Real Life SQL and .NET : SQL Subqueries: Part VII


SQL Subqueries

Subqueries are extremely useful, particularly for web-based database applications where you need to take two queries and manually put them together to reach a desired result -- subqueries allow SQL to do all of the heavy lifting! Subqueries can also be used in many cases to replace a self-join. A SQL join is usually quicker but, as we've discussed many times before, there is usually more than one way to perform any given SQL task.

Is there a query in a query?

The subquery is fairly straightforward part of the SQL specification. In a nutshell, a subquery is a SQL SELECT statement that is placed in the predicate of any other SQL statement we've explored -- SELECT, INSERT, UPDATE, or DELETE. You're quite smart enough on your own to figure them out without my intervention, but we'll cover them here to make sure we've hit everything!

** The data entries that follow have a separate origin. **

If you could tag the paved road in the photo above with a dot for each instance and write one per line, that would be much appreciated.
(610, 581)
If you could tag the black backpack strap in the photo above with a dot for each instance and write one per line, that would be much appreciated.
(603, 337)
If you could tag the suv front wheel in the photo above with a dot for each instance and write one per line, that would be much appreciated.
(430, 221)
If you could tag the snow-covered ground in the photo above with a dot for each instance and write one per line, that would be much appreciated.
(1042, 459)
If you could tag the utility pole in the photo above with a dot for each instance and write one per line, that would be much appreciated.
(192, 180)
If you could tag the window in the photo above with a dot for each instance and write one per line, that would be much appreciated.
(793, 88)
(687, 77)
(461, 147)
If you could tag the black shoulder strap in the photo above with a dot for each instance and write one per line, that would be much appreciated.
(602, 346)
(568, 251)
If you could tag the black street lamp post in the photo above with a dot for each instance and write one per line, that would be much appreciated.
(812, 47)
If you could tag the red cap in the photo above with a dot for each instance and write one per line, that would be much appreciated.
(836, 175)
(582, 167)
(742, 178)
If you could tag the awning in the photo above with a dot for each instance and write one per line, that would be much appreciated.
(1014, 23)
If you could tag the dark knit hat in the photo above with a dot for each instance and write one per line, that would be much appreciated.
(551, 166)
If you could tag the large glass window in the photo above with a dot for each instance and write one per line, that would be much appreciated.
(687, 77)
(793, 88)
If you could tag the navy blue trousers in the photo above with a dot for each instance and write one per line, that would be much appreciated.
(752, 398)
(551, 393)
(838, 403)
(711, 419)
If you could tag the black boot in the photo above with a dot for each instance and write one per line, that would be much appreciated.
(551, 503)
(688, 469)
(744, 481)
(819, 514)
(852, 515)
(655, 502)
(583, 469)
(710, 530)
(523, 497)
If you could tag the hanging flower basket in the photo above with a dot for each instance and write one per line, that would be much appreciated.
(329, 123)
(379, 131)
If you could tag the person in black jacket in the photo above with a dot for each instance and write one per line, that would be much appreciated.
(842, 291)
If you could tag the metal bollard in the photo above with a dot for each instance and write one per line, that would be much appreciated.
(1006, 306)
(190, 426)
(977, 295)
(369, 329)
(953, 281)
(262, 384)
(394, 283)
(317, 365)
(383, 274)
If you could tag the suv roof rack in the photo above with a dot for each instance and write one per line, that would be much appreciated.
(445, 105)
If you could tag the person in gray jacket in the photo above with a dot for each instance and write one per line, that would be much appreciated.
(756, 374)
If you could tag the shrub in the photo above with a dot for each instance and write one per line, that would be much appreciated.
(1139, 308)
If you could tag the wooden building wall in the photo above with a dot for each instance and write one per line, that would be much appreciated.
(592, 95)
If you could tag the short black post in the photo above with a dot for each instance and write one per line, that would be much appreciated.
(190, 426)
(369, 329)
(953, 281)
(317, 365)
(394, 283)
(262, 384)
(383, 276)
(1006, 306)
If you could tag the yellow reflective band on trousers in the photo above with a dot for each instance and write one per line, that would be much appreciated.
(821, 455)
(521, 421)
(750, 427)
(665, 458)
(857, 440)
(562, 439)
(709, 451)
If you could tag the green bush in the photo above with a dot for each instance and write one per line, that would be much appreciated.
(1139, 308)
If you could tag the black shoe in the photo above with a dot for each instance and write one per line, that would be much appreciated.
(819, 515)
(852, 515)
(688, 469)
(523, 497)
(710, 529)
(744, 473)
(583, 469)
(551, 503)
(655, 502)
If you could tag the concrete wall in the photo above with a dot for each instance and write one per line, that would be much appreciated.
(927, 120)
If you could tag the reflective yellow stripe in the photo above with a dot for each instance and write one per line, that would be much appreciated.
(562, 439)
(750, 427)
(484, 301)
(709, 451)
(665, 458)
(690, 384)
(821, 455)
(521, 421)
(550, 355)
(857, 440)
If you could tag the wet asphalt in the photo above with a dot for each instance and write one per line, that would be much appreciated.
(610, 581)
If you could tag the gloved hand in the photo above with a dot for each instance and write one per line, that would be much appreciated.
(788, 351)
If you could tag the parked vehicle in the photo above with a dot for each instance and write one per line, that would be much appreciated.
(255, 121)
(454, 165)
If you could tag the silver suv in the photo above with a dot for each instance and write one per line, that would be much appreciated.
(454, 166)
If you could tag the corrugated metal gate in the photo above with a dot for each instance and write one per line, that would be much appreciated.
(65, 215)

A subquery can be used in a number of scenarios:

  • SELECT/UPDATE/DELETE... WHERE (SELECT ...) which can be used to filter data before an action is applied to the results of that filter;

  • INSERT INTO.... SELECT.... which can be used to copy tables or portions of tables into a new table for further manipulation;

  • Another subquery which can then be nested again up to the limits of your database platform -- or your sanity and understanding.

You've probably found yourself at various points in SQL development mentally creating subqueries in your head -- things like finding all of your high-volume customers who are also the ones that pay on time or maybe updating information about all the employees that are also managers in the company. Every major RDBMS lets you do at least some level of subquerying to address that exact issue.

Using a subquery

Let's say we want to find the names of all of the managers in the Employees table. Starting with the following table

we want to first select all of the values for ManagerID and then associate them with a name. We can do that with the following set of queries

SELECT EmployeeName AS Employee
FROM Employees
WHERE EmployeeID IN (SELECT DISTINCT ManagerID FROM Employees)

The queries are addressed from the inside out, so the first step is to perform the statement which returns the result set (61, 63).

SELECT ManagerID FROM Employees

This means the outer query becomes which then gives us the record set ("Edward Appleton", "Troy Parker").

SELECT EmployeeName AS Employee
FROM Employees
WHERE EmployeeID IN (61,63)

The only caveat with subqueries is that you must be aware of exactly what the query will return as far as fields, field types, and values. Our subquery in this example returns a single column of values which are valid values for the WHERE EmployeeID IN clause. If the subquery returned the employee name, for example, you'd get a data type mismatch because "Edward Appleton" is a string and EmployeeID is a number field -- WHERE EmployeeID IN ('Edward Appleton'....) makes no sense. This caveat is especially true when you are using a SELECT subquery inside of an INSERT INTO statement -- the number of fields, their order, and the data types must match up or the INSERT will fail.

The SQL outer join

Every type of SQL join effectively multiplies the row in one table by the rows in the other table that is participating in the join (and which can be extended to include as many tables are participating in the JOIN operation).

When we discussed the Cartesian product (the "cross join"), we saw the raw results of a JOIN operation. The INNER JOIN statement provided a useful filter to that raw result by picking out only rows where the key fields have the same value. The result of the INNER JOIN operation is one row for each key value that exists in both joined tables. But what about situations where there are rows in one table that do not have a corresponding match in the other table? An inner join ignores these rows.

An outer join is used to include the rows that are "missing" in an inner join. Using our ongoing BOOK database as an example may make things clearer. So far, we've created joins that pull our Author data and BOOK data together to create a catalog of the BOOK collection. But let's say I've heard a new Author on the radio and immediately decide to put them in the database -- Antony Gray, for example.

If I create an inner join between the Authors and BOOK tables, I get the following result.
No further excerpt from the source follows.